Above all, respect, empathy and solidarity, also with those who think and feel differently, with our species and all others.
My fantasy, during 2020, was that maybe Fidel Castro was right, and “one only learns in the face of a catastrophe”. I dreamed that urban life would become aware of its parasitic condition, that it would recognize the peasantry that feeds it, that we would learn to live austerely, to take care of water, to consume responsibly, to take care of the waste we generate, reduce consumption, be in solidarity with those who need help, eat consciously to gain health, instead of filling up with drugs for the benefit of the disease industry, be more humble in front of others forms in which life expresses itself: animals, plants, waters, mountains, recognizing that we are part of the great web of life, assuming that we are vulnerable, interdependent, eco-dependent, just “a thread in the great existential web” . I thought we would be better off.
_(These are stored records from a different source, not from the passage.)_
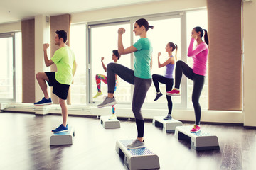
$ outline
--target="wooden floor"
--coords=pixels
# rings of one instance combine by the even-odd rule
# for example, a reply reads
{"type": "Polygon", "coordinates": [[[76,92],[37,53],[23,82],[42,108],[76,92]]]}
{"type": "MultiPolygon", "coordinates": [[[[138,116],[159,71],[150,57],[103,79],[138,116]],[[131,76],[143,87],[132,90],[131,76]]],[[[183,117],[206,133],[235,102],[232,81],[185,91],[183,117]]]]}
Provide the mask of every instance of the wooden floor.
{"type": "MultiPolygon", "coordinates": [[[[136,137],[134,122],[122,121],[121,128],[106,130],[99,119],[70,116],[73,144],[50,147],[50,131],[60,122],[59,115],[0,113],[0,169],[127,169],[115,142],[136,137]]],[[[146,144],[159,156],[161,170],[256,169],[256,130],[216,125],[201,128],[218,136],[220,150],[196,152],[188,142],[145,123],[146,144]]]]}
I honor what I lived because it brought me a lot of learning, and I sincerely hope that we have gained awareness and responsibility, in relation to our mother, Ñuke Mapu, because we are part of nature. We are only his children. Humility and gratitude to be part of it, please!

*Adriana Marcus She is a retired general practitioner and has practiced in Argentina, mainly in the field. A former prisoner during the Argentine military dictatorship (1976-1982), she is the author of several books on holistic health and is part of a self-managed publishing house (“Notes for Citizenship”). He lives in Patagonia, Argentina.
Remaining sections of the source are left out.